I was recently challenged on a Facebook post that I’ve said enough as it relates to Grace Fellowship, Mike Reid, and the “church” of Davenport. I give the man the benefit of the doubt because I have met him personally, I like him, and I believe that he is sincere in his statement to me.
We went back and forth for a while and he said I needed to stop because I was becoming a gong, referring to 1 Corinthians 13:1 – If I speak in the tongues of men and of angels, but have not love, I am a noisy gong or a clanging cymbal.
I’ve contemplated this most of the day, as I have for several years now. I think it’s important to make the statement that I didn’t go into this with haste, and he wrongly assumes my motives are not in love. I commented that I’ve spent hours in prayer over this topic and that I have received the counsel of a couple of very close friends that are mature in the faith, men that I trust, not yes men.

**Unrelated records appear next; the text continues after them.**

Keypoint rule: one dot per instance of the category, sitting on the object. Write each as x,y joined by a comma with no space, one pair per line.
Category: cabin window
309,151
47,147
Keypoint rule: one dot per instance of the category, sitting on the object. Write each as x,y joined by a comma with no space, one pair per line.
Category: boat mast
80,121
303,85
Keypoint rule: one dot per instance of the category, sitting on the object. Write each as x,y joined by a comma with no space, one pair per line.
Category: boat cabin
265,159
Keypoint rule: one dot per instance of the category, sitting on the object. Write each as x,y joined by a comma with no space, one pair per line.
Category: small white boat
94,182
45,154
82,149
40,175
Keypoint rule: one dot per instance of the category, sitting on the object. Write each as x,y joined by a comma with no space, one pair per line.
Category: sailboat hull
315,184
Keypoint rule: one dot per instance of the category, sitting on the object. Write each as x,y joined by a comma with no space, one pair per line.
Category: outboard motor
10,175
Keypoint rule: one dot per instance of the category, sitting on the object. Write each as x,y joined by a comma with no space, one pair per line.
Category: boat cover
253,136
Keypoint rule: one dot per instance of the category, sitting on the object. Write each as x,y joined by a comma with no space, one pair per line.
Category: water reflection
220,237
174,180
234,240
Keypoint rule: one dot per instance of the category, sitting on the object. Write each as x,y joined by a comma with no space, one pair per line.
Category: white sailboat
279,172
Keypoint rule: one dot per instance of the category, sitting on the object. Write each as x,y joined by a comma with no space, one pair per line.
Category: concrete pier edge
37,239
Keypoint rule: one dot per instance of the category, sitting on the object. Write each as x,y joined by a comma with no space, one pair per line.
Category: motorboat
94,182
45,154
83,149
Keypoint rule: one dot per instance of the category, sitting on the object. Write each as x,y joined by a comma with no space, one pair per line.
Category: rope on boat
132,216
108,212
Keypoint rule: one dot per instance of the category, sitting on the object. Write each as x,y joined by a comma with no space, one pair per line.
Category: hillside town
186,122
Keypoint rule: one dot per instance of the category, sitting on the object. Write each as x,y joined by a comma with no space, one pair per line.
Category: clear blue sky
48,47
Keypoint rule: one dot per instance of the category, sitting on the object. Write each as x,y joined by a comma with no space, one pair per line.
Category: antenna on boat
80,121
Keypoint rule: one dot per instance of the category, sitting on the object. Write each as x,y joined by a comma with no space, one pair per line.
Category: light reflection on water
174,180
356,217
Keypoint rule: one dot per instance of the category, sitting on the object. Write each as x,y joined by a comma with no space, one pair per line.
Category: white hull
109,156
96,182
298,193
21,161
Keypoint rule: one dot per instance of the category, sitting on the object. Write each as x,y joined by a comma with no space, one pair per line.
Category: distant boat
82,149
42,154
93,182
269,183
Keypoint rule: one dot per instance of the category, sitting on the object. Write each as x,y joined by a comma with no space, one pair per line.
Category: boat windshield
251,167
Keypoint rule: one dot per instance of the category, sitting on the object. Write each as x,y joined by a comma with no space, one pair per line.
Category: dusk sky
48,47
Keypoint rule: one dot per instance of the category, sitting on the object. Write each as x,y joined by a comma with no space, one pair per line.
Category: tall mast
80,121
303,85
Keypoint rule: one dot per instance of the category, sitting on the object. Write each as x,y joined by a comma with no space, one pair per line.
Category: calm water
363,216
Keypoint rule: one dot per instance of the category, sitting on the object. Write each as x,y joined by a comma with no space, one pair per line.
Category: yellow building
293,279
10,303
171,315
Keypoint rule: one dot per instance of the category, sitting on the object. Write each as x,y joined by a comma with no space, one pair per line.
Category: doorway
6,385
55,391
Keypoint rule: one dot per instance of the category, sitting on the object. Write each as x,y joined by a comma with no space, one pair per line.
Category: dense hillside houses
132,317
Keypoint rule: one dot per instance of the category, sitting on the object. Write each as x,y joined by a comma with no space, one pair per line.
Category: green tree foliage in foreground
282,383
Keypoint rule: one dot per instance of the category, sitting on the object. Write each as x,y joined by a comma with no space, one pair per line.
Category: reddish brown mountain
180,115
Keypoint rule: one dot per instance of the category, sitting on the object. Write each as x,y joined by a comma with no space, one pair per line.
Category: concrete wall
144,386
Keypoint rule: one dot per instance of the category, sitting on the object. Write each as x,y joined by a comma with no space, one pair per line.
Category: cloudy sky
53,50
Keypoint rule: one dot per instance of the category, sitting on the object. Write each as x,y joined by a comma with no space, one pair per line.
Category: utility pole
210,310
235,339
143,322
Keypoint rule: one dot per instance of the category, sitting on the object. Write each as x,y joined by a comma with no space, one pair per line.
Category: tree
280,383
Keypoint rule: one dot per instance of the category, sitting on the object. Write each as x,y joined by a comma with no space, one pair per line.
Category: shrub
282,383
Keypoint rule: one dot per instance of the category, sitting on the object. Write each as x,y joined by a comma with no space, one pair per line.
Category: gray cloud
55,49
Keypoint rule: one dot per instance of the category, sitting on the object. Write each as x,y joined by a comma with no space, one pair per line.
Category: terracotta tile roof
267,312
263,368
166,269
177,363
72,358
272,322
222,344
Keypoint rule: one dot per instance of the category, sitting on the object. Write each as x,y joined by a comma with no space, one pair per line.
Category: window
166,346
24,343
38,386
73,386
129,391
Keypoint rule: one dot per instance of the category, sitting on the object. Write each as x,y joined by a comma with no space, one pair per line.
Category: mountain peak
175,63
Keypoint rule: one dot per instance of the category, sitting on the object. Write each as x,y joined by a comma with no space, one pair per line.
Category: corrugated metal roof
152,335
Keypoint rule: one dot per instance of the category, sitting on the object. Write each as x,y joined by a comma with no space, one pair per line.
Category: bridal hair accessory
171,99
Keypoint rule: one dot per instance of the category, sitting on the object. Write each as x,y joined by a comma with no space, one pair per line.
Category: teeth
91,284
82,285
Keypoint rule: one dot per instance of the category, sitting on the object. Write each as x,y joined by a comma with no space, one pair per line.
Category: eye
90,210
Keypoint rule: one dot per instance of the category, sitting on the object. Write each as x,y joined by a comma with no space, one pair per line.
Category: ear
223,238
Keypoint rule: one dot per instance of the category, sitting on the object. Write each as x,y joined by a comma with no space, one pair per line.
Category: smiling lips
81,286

The man that commented, while I respect him, doesn’t know all that goes on at GFC. He hasn’t experienced or seen the damage they’ve done to countless people. When do I decide it is enough? I said I respectfully reject his premise. I wonder when we grow tired of doing good, or when we should quit caring for those in bondage.
Bear one another’s burdens, and so fulfill the law of Christ. – Galatians 6:1.
I care about the people that are still there, and whether they realize it or not they are under a burden, and I believe it is necessary for me to continue to speak out where I see a distortion of the gospel and truths contained therein. I seek no accolades or acknowledgments. I seek the truth, and I seek to see them set free. I have a purpose in this, and it keeps me from being bitter, just the opposite of what some might think.
Paul said it well, “Therefore, my beloved brothers, be steadfast, immovable, always abounding in the work of the Lord, knowing that in the Lord your labor is not in vain" – 1 Corinthians 15:58.
This labor has been fruitful. Why? Because it is done for God’s glory not my own, and for that, I won’t back down nor apologize.